Linked List: March 26, 2021

Jack Rusher Explains NFT’s in a Way That Actually Makes Sense 

Jack Rusher, “What Does It Mean to Buy a GIF”:

Photographic prints can be reproduced in unlimited quantities, but artists’ signatures cannot. This led to a situation where the market for art split in two, one fork for collectors and one for those only interested in the work as an experience. I would argue that this is good for everyone. Artists gained a way to sell work that would otherwise be reduced to a commodity, collectors gained access to a new and culturally vital art form, and great works of art became available to everyone at very close to the marginal cost of reproduction. […]

When viewed in this light, the nature of NFTs becomes quite clear. An NFT is a mechanism by which an artist can publicly attach their cryptographic signature to a digital work of art. In other words, it is a technology that supports in the context of digital arts the same kinds of signed editions that have existed in fine art photography for most of a century.

To say this explanation made a lightbulb turn on in my head is an understatement. NFTs are the digital equivalent of a signed copy of a photograph. You can copy the art losslessly, but you can’t copy the signature, and that signature has value to some collectors.

I’m still unconvinced that the NFTs — especially as currently implemented — aren’t a scam, and I remain firmly convinced that this initial bubble is a Ponzi scheme of sorts, but I at least have a feel for the basic idea why anyone might spend some money on one.

Head-Scratcher of the Day: The NYT Makes Hay Out of the NCAA’s Men’s and Women’s Basketball Tournament Budgets 

Alan Blinder, reporting for The New York Times, under the outrage-seeking headline “NCAA Acknowledges $13.5 Million Budget Gap Between Men’s and Women’s Tournaments”:

The N.C.A.A. budgeted nearly double for its men’s basketball tournament in 2019 than what it planned for its women’s competition, a $13.5 million gap that will assuredly drive questions about the organization’s commitment to gender equity.

The tournaments vary substantially in their formats and popularity, and N.C.A.A. executives insist that those differences necessarily account for their budgeting decisions. But a financial summary prepared by the association and reviewed by The New York Times, which included figures that a range of college sports executives said they had never seen, showed that the N.C.A.A. devoted far more resources to the men’s tournament, which organizers said had a net income of about $865 million in 2019. The women’s tournament, officials said, lost $2.8 million, more than any other N.C.A.A. championship competition.

This is why so many people are concerned about the direction of The New York Times. The fact that the men’s tournament earned $865 million and the women’s tournament lost nearly $3 million but their budgets are only $13.5 million apart is a sign that the NCAA is committed to gender equality.

In an interview on Friday, Kathleen McNeely, the N.C.A.A.’s chief financial officer, said that organizers “really do strive to have parity” between the men’s and women’s tournaments, particularly around the student-athlete experience.
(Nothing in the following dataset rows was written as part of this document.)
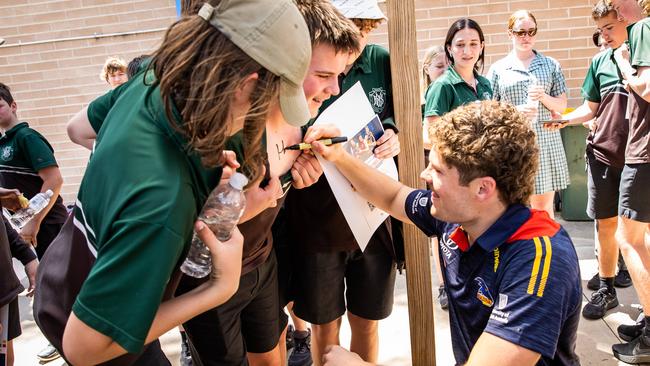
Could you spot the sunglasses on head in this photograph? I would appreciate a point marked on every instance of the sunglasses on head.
(523, 32)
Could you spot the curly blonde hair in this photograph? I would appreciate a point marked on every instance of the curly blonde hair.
(112, 65)
(366, 25)
(490, 139)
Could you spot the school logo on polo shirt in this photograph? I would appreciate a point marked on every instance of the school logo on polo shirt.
(483, 292)
(7, 153)
(377, 97)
But she said that public interest in the men’s competition had fueled more ticket sales and required more spending.

“The men’s tournament is just a larger tournament: 690,000 fans compared to 275,000 in 2019,” she said. “That kind of a difference is going to bring in a lot of little costs that are going to drive the difference.”

Twice the budget for twice the fans — it’s commensurate. The women’s tournament TV rights are part of a package ESPN signed for the rights to 24 different Division I championships, including women’s basketball, and are worth $36 million per year. The Times claims the NCAA values the women’s basketball tournament as being worth 16 percent of that package: about $6 million per year. The TV rights for the men’s tournament were just extended for $1.1 billion per year. That’s a factor of 183×, yet the tournament budgets differ by only 2×.

That means the Division I women’s basketball tournament generates about one-half of one percent of the money that the men’s tournament does, but gets half the budget to run its tournament. That’s a great deal for the women’s tournament — and every other sport, both men’s and women’s, in the NCAA. This Times story is clearly presented as exposing a scandal of some degree, an inequity, when the complete opposite is true: the NCAA uses the immense profits of its single spectacularly profitable tournament to fund all its other tournaments, of which 84 out of 89 lose money, according to the NCAA.

(College football is even more profitable than men’s basketball, but its weird “championship” postseason is not run by the NCAA.)